After months of would-he, wouldn’t-he speculation, US President Donald Trump finally landed in Britain on Thursday afternoon.
The controversial President touched down at Stansted Airport at 1.50pm, days after describing Britain as being in ‘turmoil’ over Brexit.
A survey carried out by Atomik Research shows fury at Trump’s visit is highest among Millennials, with 65% of 25-34-year-olds in the UK saying he should have been banned and more than half (55%) backing protest plans against his visit.
Trump’s ability to divide the world was again evident in the survey carried out by Atomik Research.
Forty-three per cent of Brits surveyed said Trump should be banned from visiting the UK – but 44% think he should not be barred from entry.
Those against his arrival say their main reasons are the President’s attitude towards women (64%), followed by his policy of splitting up children from their parents at the Mexican border (61%) and his refusal to back stricter gun controls (51%).
Nearly two-thirds (62%) of those who did not agree with a ban said Britain should always welcome the leader of the Free World and 58% felt a ban would go against the principle of Free Speech.
Millennials were by far the age group most in favour of a ban, with 52% of 35-44s backing a Trump ban, 39% of 18-24-year-olds, 29% of those aged 45-54, one third (33%) of 55-64-year-olds and 34% of over-65s.
Adults in London are overwhelmingly in support of shunning Trump, with 65% in favour of a ban.
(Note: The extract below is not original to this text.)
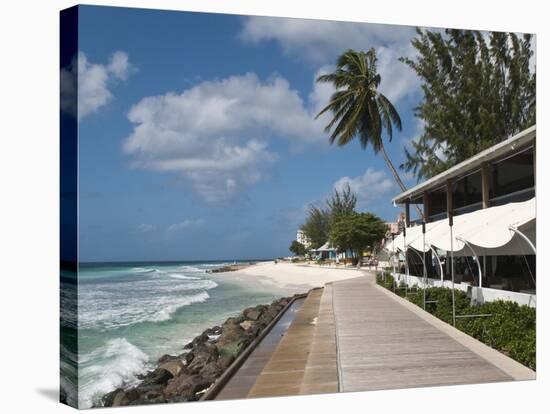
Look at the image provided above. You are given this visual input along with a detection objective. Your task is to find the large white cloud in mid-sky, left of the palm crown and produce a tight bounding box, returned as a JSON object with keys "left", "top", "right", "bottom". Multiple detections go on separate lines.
{"left": 123, "top": 73, "right": 330, "bottom": 202}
Londoners are also the most in favour of protests against the President’s visit, with 53% backing demo plans.
But the so-called ‘Special Relationship’ between Britain and the US looks to be a thing of the past, with fewer than half (44%) of adults in Britain believing the special bond is still there.
Adults in Scotland are the most likely to believe that there is no longer any such thing as a special relationship.
Brits are more likely to believe that Brexit will bring Britain and the US closer together, with 33% saying the trans-Atlantic relationship will be stronger after next March’s seismic political shift.
But 14% believe it will drive Britain and the US further apart and 32% thinking it will have no impact at all.
One of the more contentious issues around Trump’s visit is the plan to float a giant inflatable of the President above Westminster depicting him as a nappy-wearing baby.
Thirty-seven per cent of Brits surveyed back the plan for the giant balloon, but more people were against the idea, with 47% saying they thought it was a bad idea.
And yet again Millennials aged 25-34 were most in favour of the stunt, with 61% saying they were in favour.
Other political figures the British public want to see depicted as inflatable cartoon versions of themselves include Boris Johnson (29%), Theresa May (24%), Jeremy Corbyn (17%) and Sadiq Khan (11%).